Wednesday, May 8, 2013

Merging two arrays of integers in C

Inspired by TDWTF's Cheaters Never Prosper story, I decided to put together an example in C.

Given that we'll be dealing with arrays of int and we'll have to pass size information around, first, I declare a struct that holds a pointer to the array and the current size:

struct int_array_with_size {
    size_t size; 
    int *ary; 
};

This is mostly to avoid longish argument lists. Besides, it's good to keep related information together.

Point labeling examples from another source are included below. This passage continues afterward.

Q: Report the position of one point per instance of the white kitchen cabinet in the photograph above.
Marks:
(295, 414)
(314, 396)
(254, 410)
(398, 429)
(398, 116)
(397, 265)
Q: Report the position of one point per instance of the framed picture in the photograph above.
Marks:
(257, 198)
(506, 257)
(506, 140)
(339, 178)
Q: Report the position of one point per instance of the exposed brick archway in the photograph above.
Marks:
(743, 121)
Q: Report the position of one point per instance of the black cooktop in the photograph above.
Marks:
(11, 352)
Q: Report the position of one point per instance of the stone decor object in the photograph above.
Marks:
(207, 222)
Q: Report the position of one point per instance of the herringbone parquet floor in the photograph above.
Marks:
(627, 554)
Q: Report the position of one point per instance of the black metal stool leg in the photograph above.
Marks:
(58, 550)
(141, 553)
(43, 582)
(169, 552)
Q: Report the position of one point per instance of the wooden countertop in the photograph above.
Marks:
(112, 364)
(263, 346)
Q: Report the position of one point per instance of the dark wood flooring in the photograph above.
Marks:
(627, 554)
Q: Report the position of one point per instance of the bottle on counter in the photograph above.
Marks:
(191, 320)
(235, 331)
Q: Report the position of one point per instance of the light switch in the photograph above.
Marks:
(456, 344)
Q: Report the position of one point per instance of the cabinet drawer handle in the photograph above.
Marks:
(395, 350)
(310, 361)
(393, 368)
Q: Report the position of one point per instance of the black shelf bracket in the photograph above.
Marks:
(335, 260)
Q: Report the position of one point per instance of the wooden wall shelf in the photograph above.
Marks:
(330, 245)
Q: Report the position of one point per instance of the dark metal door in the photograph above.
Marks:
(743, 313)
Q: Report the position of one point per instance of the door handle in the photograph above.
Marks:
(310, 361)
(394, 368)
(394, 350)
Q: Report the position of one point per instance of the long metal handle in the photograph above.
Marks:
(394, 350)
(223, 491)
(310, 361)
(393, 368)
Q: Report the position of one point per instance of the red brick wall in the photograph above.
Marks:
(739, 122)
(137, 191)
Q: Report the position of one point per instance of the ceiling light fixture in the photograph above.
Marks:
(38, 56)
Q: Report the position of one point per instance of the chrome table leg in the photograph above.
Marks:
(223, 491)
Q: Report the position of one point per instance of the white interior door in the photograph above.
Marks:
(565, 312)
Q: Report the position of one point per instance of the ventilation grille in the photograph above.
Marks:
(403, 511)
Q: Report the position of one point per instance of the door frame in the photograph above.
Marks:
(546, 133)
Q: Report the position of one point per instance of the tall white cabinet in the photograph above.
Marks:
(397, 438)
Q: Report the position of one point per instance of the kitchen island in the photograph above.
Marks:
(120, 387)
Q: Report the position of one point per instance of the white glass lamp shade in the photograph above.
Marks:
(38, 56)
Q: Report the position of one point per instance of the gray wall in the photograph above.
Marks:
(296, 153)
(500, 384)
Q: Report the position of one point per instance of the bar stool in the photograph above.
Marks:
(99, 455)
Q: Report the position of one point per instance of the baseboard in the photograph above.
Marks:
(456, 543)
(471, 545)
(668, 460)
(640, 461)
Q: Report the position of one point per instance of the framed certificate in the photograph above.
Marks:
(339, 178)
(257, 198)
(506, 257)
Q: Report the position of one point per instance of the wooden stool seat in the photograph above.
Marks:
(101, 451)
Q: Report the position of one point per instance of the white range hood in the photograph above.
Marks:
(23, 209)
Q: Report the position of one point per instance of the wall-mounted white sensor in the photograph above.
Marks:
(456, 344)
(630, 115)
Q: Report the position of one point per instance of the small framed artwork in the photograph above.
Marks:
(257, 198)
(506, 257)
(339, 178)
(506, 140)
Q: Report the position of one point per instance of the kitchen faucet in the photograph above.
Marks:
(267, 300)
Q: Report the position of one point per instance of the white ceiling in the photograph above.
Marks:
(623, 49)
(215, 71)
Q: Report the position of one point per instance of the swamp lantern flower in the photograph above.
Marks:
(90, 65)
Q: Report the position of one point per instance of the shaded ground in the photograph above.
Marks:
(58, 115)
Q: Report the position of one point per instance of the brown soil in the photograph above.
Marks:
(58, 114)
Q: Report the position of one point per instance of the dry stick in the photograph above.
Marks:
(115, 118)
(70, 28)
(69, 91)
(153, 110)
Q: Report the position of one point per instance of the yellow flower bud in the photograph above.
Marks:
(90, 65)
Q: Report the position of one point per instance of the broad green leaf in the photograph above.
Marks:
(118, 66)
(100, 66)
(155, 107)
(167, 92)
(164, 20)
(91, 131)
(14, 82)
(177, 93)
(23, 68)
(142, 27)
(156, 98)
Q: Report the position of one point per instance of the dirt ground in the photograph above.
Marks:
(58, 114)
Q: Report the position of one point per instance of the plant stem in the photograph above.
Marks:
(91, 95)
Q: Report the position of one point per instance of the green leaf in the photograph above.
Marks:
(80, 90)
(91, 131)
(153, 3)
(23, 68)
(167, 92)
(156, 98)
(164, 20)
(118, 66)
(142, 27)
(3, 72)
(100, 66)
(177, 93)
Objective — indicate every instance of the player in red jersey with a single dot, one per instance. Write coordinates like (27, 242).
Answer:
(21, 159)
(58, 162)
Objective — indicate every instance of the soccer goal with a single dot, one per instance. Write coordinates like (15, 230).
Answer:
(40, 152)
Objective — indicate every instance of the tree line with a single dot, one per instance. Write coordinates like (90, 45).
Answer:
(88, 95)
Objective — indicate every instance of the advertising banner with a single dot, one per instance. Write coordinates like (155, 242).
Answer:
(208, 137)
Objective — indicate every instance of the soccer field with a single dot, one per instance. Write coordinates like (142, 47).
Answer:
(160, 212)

Next, we need a way of creating such arrays:

static struct int_array_with_size *
new_int_array_with_size(
        size_t n_elem
        )
{
    struct int_array_with_size *p = malloc(sizeof(*p));
    if (!p) {
        return NULL;
    }

    p->ary = malloc(n_elem * (sizeof(*(p->ary))));
    if (!p->ary) {
        return NULL;
    }

    p->size = n_elem;
    return p;
}

We'd end up writing a lot of extra lines without a simple function to free such a struct:

static void free_int_array_with_size(
        struct int_array_with_size **p
        )
{
    free((*p)->ary);
    (*p)->ary = NULL;
    free(*p);
    *p = NULL;
    return;
}

A function to fill such an array with a bunch of integers is useful as well:

static void
fill_int_array(
        struct int_array_with_size *p,
        int start,
        int delta
        )
{
    size_t i;
    size_t k = p->size;

    for (i = 0; i < k; i += 1) {
        (p->ary)[i] = start;
        start += delta;
    }
    return;
}

And, of course, we might want to print the contents, too:

static void
print_int_array(
        const struct int_array_with_size *p
        )
{
    size_t i;
    size_t k = p->size;

    printf("[ ");
    for (i = 0; i < (k - 1); i += 1) {
        printf("%d, ", (p->ary)[i]);
    }
    printf("%d ]\n", (p->ary)[i]);

    return;
}

And, of course, we'll need min and max:

static size_t min_size_t(const size_t x, const size_t y)
{
    return (x < y) ? x : y;
}

static size_t max_size_t(const size_t x, const size_t y)
{
    return (x > y) ? x : y;
}

Sure, you can define a generic macro, but I am allergic to macros that evaluate expressions more than once.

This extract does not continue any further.